I don’t have anything to add about no one writing in a vacuum, and you can just look back at the entire post thus far to see my confirmation of this sentiment. However, I had never before thought about books in conversation quite that way. My view of books is as discrete entities. Still books are inter-related and this web can potentially extend further than just along genre lines. Her statement is an admission about the interconnectedness between the writing and reading worlds. It is not a one-way function. The author cannot just push out a book and close the door. Stories begin where others end or where they branch off from where the reader wanted the original story to go. Fanfic is probably the biggest indicator that authors cannot really own or seal off the worlds they create. Everything an author creates is appropriated from other places, and usually those places are books they’ve read. And yet, I love her characterization of this as a conversation, as a continuation of what was begun instead of, as is so often negatively portrayed, as plagiarism, theft, and lack of creative force. It implies respect from the reader upon turning their hand to writing.

I have been noticing, in the past couple of months, that many writers whom I’ve been reading lately are actually writing movies. I don’t mean they wish their piece was actually a movie, or that they are failing to make screenplays. What I mean is that their narrative is a determinedly visual narrative. They are spilling out a sequence of events, describing something that they are watching happen in their head. Sometimes they’ll throw in a nod to the other senses, but mostly they’re moving you along a story just as quickly as they can. This isn’t a bad thing, necessarily, but it is a thing I find slightly jarring, and just a little offputting, and until now I couldn’t put my finger on why. I think, after hearing Bujold speak, that this is because I am not a visual reader. I’m not that first category of people she describes, who don’t see the words. I see every word. I am obligated, in fact, to read every word, sometimes more than once. And, unlike her presumption, I don’t process those words into pictures.

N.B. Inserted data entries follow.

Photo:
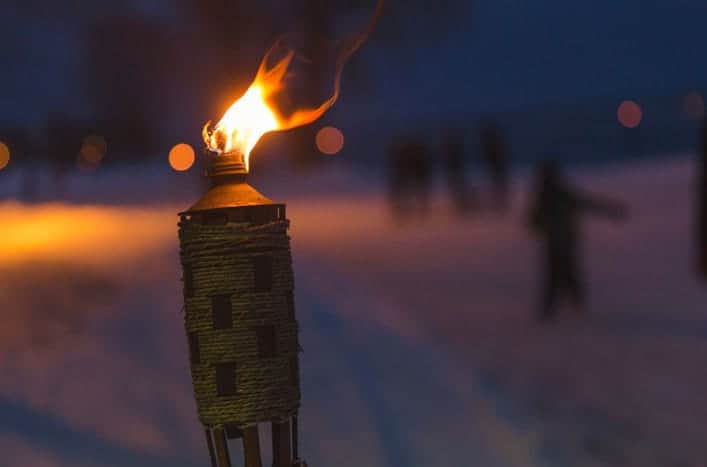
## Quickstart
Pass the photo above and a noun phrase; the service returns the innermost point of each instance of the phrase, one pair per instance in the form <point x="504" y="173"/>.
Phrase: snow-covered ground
<point x="419" y="346"/>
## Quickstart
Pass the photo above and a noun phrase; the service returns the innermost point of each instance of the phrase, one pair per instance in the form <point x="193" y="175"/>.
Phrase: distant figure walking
<point x="463" y="196"/>
<point x="702" y="206"/>
<point x="496" y="160"/>
<point x="410" y="178"/>
<point x="555" y="216"/>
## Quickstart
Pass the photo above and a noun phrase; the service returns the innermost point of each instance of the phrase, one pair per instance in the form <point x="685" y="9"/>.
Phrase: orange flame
<point x="256" y="112"/>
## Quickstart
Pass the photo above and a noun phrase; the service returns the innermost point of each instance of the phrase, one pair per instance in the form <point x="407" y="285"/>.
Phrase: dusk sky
<point x="501" y="54"/>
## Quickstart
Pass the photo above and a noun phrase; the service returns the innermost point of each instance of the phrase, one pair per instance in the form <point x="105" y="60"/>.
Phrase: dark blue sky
<point x="504" y="54"/>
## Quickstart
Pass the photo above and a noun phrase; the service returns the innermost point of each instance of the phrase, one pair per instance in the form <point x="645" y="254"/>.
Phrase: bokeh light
<point x="694" y="106"/>
<point x="181" y="157"/>
<point x="4" y="155"/>
<point x="92" y="152"/>
<point x="330" y="140"/>
<point x="630" y="114"/>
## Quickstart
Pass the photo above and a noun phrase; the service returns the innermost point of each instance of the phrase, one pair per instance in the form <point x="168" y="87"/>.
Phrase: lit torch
<point x="238" y="279"/>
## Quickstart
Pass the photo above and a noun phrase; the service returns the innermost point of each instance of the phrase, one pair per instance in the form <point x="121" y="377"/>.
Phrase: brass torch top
<point x="229" y="188"/>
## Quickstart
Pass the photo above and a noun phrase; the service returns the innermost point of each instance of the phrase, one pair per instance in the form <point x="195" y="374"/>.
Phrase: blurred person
<point x="495" y="158"/>
<point x="702" y="205"/>
<point x="555" y="217"/>
<point x="462" y="194"/>
<point x="409" y="177"/>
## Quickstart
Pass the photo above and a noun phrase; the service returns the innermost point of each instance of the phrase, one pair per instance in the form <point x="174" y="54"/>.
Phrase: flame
<point x="256" y="112"/>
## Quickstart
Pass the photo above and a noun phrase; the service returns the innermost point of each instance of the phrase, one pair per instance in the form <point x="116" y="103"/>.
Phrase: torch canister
<point x="240" y="316"/>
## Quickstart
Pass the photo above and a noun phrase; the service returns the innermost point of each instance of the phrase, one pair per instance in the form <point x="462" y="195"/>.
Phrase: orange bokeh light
<point x="4" y="155"/>
<point x="630" y="114"/>
<point x="330" y="140"/>
<point x="181" y="157"/>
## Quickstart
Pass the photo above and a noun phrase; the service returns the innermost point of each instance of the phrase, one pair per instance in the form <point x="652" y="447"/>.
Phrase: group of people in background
<point x="555" y="211"/>
<point x="411" y="168"/>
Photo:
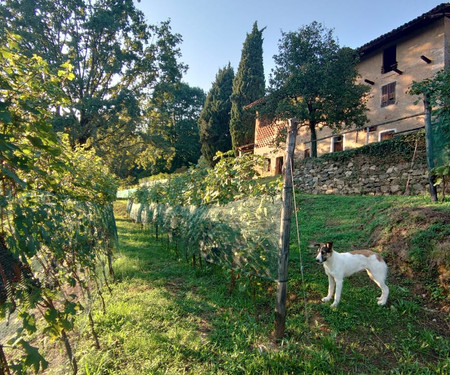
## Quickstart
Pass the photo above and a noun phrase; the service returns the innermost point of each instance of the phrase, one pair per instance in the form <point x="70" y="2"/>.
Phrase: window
<point x="337" y="143"/>
<point x="268" y="166"/>
<point x="389" y="59"/>
<point x="388" y="94"/>
<point x="387" y="134"/>
<point x="279" y="165"/>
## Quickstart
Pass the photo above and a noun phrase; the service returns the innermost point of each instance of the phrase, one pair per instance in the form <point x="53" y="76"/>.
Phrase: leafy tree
<point x="314" y="81"/>
<point x="56" y="223"/>
<point x="214" y="122"/>
<point x="248" y="86"/>
<point x="117" y="60"/>
<point x="172" y="115"/>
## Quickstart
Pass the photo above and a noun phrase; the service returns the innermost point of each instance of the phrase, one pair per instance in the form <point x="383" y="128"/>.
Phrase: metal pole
<point x="283" y="250"/>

Or rather, let me say, I don’t have to process the words into pictures. Sometimes I do and sometimes I don’t. That’s a part of what reading is about for me, sometimes having a sense of passages without a direct visual correlation. Sometimes there are sounds in my mind, but often deeper things that are more visceral, and not easily nailed down into something as coherent as a picture. My mental pictures can be a part of my reading, but never the main thrust of it. It never occurred to me that stories might need to play out as pictures at all. This leads me to an understanding of why I’m such a slow reader. If one only absorbs a picture and then a picture and then another picture of what is going on, one can probably fly through prose relatively quickly. If you’re ruminating the words, however, you have to do it slowly. Looking at it in this way also helps me understand why I can enjoy books in which not much happens, whereas movies where nothing happens make me crazy (don’t get me started on Lost In Translation). And, until Bujold said it so explicitly, it had never occurred to me that other people might have a different way of reading than I do. It’s likely that this revelation has applications for my writing as well, but I haven’t worked those out yet.

And again, this has gone on for far too long. I apologize and I’ll try to keep things shorter, more web-readable, from now on.

Comments

Thu 27th Jan 2005 at 9:08 pm

I’ve been writing about reading for the last couple of days, too. I definitely look at the words, especially when the prose deserves it. In simpler books, especially children’s books, I get a mental movie, but it’s not common.